II. – Le code de l’urbanisme est ainsi modifié :
1° L’article L. 111-1-2 est ainsi modifié :
a) Au 2°, après les mots : « nécessaires à des équipements collectifs », sont insérés les mots : «, dès lors qu’elles ne sont pas incompatibles avec l’exercice d’une activité agricole sur le terrain sur lequel elles sont implantées » ;
b) Il est ajouté un alinéa ainsi rédigé :
« Les projets de constructions, aménagements, installations et travaux ayant pour conséquence une réduction des surfaces situées dans les espaces autres qu’urbanisés et sur lesquelles est exercée une activité agricole ou qui sont à vocation agricole doivent être préalablement soumis pour avis à la commission départementale de la consommation des espaces agricoles prévue à l'article L. 112-1-1 du code rural. Cet avis est réputé favorable s'il n'est pas intervenu dans un délai de deux mois à compter de la saisine de la commission. » ;
2° Après le sixième alinéa de l’article L. 123-1, il est inséré un alinéa ainsi rédigé :
« Les constructions et installations nécessaires à des équipements collectifs peuvent être autorisées dans les zones naturelles, agricoles et forestières dès lors qu’elles ne sont pas incompatibles avec l’exercice d’une activité agricole, pastorale ou forestière du terrain sur lequel elles sont implantées et qu’elles ne portent pas atteinte à la sauvegarde des espaces naturels et des paysages. » ;
3° Le second alinéa de l’article L. 123-9 est ainsi modifié :
a) Après la deuxième phrase, il est inséré une phrase ainsi rédigée :
« Toute révision du plan local d’urbanisme d’une commune située en dehors du périmètre d’un schéma de cohérence territoriale approuvé et ayant pour conséquence une réduction des surfaces des zones agricoles est soumise pour avis à la commission départementale de la consommation des espaces agricoles prévue à l'article L. 112-1-1. » ;
b) Au début de la dernière phrase du même article, après les mots : « Ces personnes », sont insérés les mots : « et cette commission » ;
4° L’article L. 124-2 est ainsi modifié :
a) Au deuxième alinéa, après les mots : « nécessaires à des équipements collectifs », sont insérés les mots : « dès lors qu’elles ne sont pas incompatibles avec l’exercice d’une activité agricole, pastorale ou forestière sur le terrain sur lequel elles sont implantées et qu’elles ne portent pas atteinte à la sauvegarde des espaces naturels et des paysages » ;
b) Le troisième alinéa est ainsi rédigé :
« Les cartes communales sont approuvées, après enquête publique et avis de la commission départementale de la consommation des espaces agricoles prévue à l'article L. 112-1-1 du code rural, par le conseil municipal et le préfet. Cette commission rend son avis au plus tard deux mois après la transmission du projet de carte par le maire. À défaut, cet avis est réputé favorable. Les cartes communales sont approuvées par délibération du conseil municipal, puis transmises par le maire au préfet, qui dispose d’un délai de deux mois pour les approuver. À l’expiration de ce délai le préfet est réputé avoir approuvé la carte. La carte approuvée est tenue à disposition du public. Le projet de révision d’une carte communale concernant une commune située en dehors du périmètre d’un schéma de cohérence territoriale approuvé et ayant pour conséquence une réduction des surfaces des zones agricoles est soumis pour avis, par la commune, à la commission départementale de la consommation des espaces agricoles. »
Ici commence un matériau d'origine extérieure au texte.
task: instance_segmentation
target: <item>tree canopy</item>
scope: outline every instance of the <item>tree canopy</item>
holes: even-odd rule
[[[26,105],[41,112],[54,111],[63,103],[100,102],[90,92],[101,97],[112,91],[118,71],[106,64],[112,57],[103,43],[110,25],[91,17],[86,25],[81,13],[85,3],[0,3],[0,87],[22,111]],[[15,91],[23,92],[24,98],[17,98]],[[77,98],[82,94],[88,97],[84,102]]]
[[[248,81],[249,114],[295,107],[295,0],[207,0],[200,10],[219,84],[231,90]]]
III. – Le II entre en vigueur à une date et dans les conditions fixées par décret en Conseil d’État et au plus tard six mois après la publication de la présente loi.
M. le président. Je rappelle que, à la demande de la commission de l’économie, le Sénat a décidé l’examen séparé des amendements nos 563 rectifié et 178.
La parole est à M. Gérard César, rapporteur.
M. Gérard César, rapporteur. Cet article institue un plan régional de l’agriculture durable, qui fixera dorénavant la déclinaison régionale de la politique agricole, agroalimentaire et agro-industrielle de l’État.
L’article 12 contient également des dispositions permettant de lutter contre la disparition des terres agricoles, qui s’est accélérée ces dernières années. D’une part, les statistiques actuelles sur ce sujet étant incomplètes et disparates, il est nécessaire de créer un observatoire à même de présenter des données fiables. D’autre part, une commission départementale examinera l’opportunité des documents d’urbanisme – en dehors des schémas de cohérence territoriale, ou SCOT – au regard de l’objectif de préservation des terres agricoles. Cette commission donnera également, en l’absence de documents d’urbanisme, un avis sur les projets de construction.
Enfin, l’article 12 donne la priorité aux activités agricoles, pastorales et forestières sur l’installation de centrales photovoltaïques au sol.
Cet article ne résoudra pas toutes les difficultés, mais, sur des problèmes concrets, il apporte des réponses qu’il est important de mettre en œuvre dès maintenant.
M. le président. La parole est à M. Jacques Muller, sur l'article.
M. Jacques Muller. Je ne peux que saluer l’intention affichée dans ce projet de loi d’inscrire l’agriculture et la forêt dans un développement durable des territoires. Le constat de la disparition ou de l’artificialisation des terres ne date pas d’hier, mais je me félicite que le phénomène soit enfin reconnu dans la loi.
Ce problème, qui revêt une dimension culturelle très forte, concerne à la fois nos concitoyens et les décideurs que sont l’État et les collectivités locales.
Pour l’instant, nos concitoyens sont friands de lotissements, forme d’habitat en milieu rural qui est extrêmement consommatrice d’espaces. La maison isolée au milieu d’une parcelle est devenue un modèle d’habitat, à tel point que, dans certaines régions, l’espace rural s’urbanise, des villages s’étendent, des conurbations apparaissent parfois dans les vallées.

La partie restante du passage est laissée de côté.